I used this Code, to Download a Webpage with an Image in the css file, but it is scaled too big in the pdf File.
The Picture has 120 Pixel width and is shown 185 Pixel width.
For Camparison, I Build in a 10 Pixel Line, which is shown with 12 Pixel.
But why? and how can I solve it?
I can't post the Question without further Details, but I don't know anything, which is usefull for you to know, but Maybe it helps:
I work in a archiving Department, with the Order to archive Informations which are accessible in their Webpage, but at the end, the Look just isn't how the Creators want it to be.
I tried to use a local CSS File instead, but realised, that it is not what I want.
I have to use my workflow more often and have to take the css Files they offer and just convert the html Page correctly to PDF.
Thanks in advance for reading,
I tried to make the Code contain everything what could be important to know but Nothing more.
The Dependencies of the Project are:
- com.itextpdf kernel 7.1.7
- com.itextpdf styled-xml-parser 7.1.7
- com.itextpdf svg 7.1.7
- com.itextpdf pdfa 7.1.7
- org.slf4j-simple 1.6.1
package ueberordnungen;
import java.io.IOException;
import org.jsoup.Jsoup;
import org.jsoup.nodes.Document;
import org.jsoup.nodes.Element;
import com.itextpdf.html2pdf.ConverterProperties;
import com.itextpdf.html2pdf.HtmlConverter;
import com.itextpdf.kernel.pdf.PdfDocument;
import com.itextpdf.kernel.pdf.PdfWriter;
public class Worker3 {
public static void main(String[] args) throws IOException {
//eine spezielle URL heraus picken
String kongressURL = "https://www.egms.de/dynamic/de/meetings/vnda2019/index.htm";
Document doc = Jsoup.connect(kongressURL).get();
System.out.println("-----Titel: "+ doc.title());
Element content = doc.child(0);
content.getElementById("navigation_language").remove();
content.getElementById("navigation").remove();
content.getElementsByAttributeValue("href", "/static/css/gms-framework.css").first().remove();
content.getElementsByClass("hidden_navigation").first().remove();
content.getElementById("page").before(content.getElementById("header"));
content.getElementsByTag("script").remove();
content.getElementById("owner_links_container").attr("style", "border-top:10px solid #060");
ConverterProperties properties = new ConverterProperties();
properties.setBaseUri(kongressURL);
PdfWriter writer = new PdfWriter("content.pdf");
HtmlConverter.convertToPdf(content.html(), new PdfDocument(writer), properties);
}
}
iText 7 adds background images at a scale of one image pixel per pt, see AbstractRenderer.drawBackground
:
PdfXObject backgroundXObject = backgroundImage.getImage();
...
Rectangle imageRectangle = new Rectangle(backgroundArea.getX(), backgroundArea.getTop() - backgroundXObject.getHeight(),
backgroundXObject.getWidth(), backgroundXObject.getHeight());
...
drawContext.getCanvas().addXObject(backgroundXObject, imageRectangle);
As you see in the code, the width and height values of the image (which contain the horizontal and vertical number of pixels of the bitmap image) are used as is as width and height of a rectangle into which the image eventually is scaled.
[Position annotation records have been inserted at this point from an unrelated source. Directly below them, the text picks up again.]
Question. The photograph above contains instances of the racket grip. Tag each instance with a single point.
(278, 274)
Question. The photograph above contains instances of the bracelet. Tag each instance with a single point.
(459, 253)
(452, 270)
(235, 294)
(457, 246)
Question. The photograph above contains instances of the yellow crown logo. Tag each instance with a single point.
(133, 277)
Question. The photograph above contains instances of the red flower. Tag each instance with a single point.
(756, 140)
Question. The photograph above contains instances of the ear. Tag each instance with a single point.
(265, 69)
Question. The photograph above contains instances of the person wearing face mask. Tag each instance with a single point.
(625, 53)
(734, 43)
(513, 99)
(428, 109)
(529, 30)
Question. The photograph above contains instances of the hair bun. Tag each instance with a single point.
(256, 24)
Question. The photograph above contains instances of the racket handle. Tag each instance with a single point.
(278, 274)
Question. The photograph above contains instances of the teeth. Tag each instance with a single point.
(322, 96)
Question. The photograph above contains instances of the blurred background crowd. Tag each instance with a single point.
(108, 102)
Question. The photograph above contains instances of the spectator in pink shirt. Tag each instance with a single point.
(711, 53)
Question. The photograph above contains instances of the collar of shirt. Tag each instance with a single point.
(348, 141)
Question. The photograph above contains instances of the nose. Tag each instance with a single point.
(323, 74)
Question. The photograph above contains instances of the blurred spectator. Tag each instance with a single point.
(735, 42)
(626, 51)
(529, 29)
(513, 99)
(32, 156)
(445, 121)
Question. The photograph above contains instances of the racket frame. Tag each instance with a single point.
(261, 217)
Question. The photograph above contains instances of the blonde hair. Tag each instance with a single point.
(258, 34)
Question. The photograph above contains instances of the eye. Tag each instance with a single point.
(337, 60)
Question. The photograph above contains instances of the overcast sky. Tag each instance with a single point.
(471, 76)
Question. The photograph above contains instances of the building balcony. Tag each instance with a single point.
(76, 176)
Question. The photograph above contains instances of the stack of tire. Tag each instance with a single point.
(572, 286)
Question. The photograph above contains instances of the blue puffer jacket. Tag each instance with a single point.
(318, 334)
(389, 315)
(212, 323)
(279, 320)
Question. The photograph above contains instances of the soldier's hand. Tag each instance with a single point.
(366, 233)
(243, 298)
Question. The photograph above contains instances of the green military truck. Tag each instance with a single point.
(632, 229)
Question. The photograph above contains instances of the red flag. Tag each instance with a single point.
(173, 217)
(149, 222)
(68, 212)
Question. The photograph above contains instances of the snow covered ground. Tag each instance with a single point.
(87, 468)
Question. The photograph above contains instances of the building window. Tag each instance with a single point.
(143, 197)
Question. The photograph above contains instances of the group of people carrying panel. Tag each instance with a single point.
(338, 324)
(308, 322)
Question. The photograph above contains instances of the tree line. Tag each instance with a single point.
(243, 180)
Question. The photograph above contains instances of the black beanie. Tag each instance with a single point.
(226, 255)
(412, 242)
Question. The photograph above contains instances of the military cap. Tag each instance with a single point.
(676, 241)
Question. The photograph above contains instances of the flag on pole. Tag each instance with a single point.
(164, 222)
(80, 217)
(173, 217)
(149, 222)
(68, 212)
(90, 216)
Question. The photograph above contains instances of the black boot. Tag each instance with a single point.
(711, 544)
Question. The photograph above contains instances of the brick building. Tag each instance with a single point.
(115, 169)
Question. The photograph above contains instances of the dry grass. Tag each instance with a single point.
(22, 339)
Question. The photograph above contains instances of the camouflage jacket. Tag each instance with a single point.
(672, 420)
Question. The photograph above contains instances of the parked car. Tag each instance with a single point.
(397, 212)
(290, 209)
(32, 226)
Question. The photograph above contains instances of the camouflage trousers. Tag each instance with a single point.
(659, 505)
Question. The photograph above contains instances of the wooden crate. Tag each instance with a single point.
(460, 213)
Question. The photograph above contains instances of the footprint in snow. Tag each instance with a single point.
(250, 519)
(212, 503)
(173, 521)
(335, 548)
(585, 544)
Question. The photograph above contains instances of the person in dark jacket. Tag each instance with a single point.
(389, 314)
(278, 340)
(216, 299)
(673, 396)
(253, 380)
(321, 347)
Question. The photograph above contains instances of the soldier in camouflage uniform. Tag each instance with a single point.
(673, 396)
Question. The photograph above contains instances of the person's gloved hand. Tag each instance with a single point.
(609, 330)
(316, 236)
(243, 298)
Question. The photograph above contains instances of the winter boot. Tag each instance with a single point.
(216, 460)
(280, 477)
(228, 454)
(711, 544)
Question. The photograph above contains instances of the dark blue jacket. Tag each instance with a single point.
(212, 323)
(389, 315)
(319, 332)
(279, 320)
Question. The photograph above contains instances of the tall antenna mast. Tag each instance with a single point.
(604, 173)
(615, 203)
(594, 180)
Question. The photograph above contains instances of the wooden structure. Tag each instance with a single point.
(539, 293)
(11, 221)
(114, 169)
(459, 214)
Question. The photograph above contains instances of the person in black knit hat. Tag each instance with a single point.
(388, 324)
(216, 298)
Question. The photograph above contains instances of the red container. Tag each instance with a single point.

As the units used in canvas drawing operations are user space units which default to 1/72in, the image is displayed at 72 image pixels per inch or 1 image pixel per pt.
Web browsers usually display images by default at 1 image pixel per px or 96 image pixels per inch.
Your example web page mostly is layout'ed using absolute positions given in px = 1/96in. Thus, the different scale at which the images are drawn by a web browser or by iText result in different appearances, in particular not a pleasing appearance in iText in the case at hand:
In Chrome:
in iText:
You can make iText draw background images more like the browsers by replacing the center code line above calculating imageRectangle
by
Rectangle imageRectangle = new Rectangle(backgroundArea.getX(), backgroundArea.getTop() - backgroundXObject.getHeight(),
backgroundXObject.getWidth() * .75f, backgroundXObject.getHeight() * .75f);
Actually this code place appears to be the appropriate place to also start adding support for background-size
which currently is not supported here.
Beware: I'm not really deep into iText 7 HTML to PDF conversion code, so I cannot really tell whether this patch has undesirable side effects.
Is this a bug?
Strictly speaking it isn't, at least as far as I skimmed through the CSS specification:
The HTML page does not set a background-size
here. Thus, the intrinsic size of the background image shall be used. Unfortunately, though, CSS does not define how the intrinsic dimensions are found in general. Thus, the web page essentially left the scale of the background image to the whim of the HTML client...
If iText 7 HTML to PDF aims at producing results in line with browser outputs, though, it had better change its default scale here to match that of those browsers.
I just realized that the AbstractRenderer
I patched is not in the html2pdf project but instead in the core iText 7 layout project.
Thus, changing the size here probably is a bad idea, at least if one uses iText 7 not only for html2pdf but also directly.
Nonetheless, that code position is appropriate for introducing support for some background-size attribute. html2pdf then could extend the BackgroundApplierUtil
so that it always sets that new core attribute to a value appropriate for creating an appearance in line with what browsers display.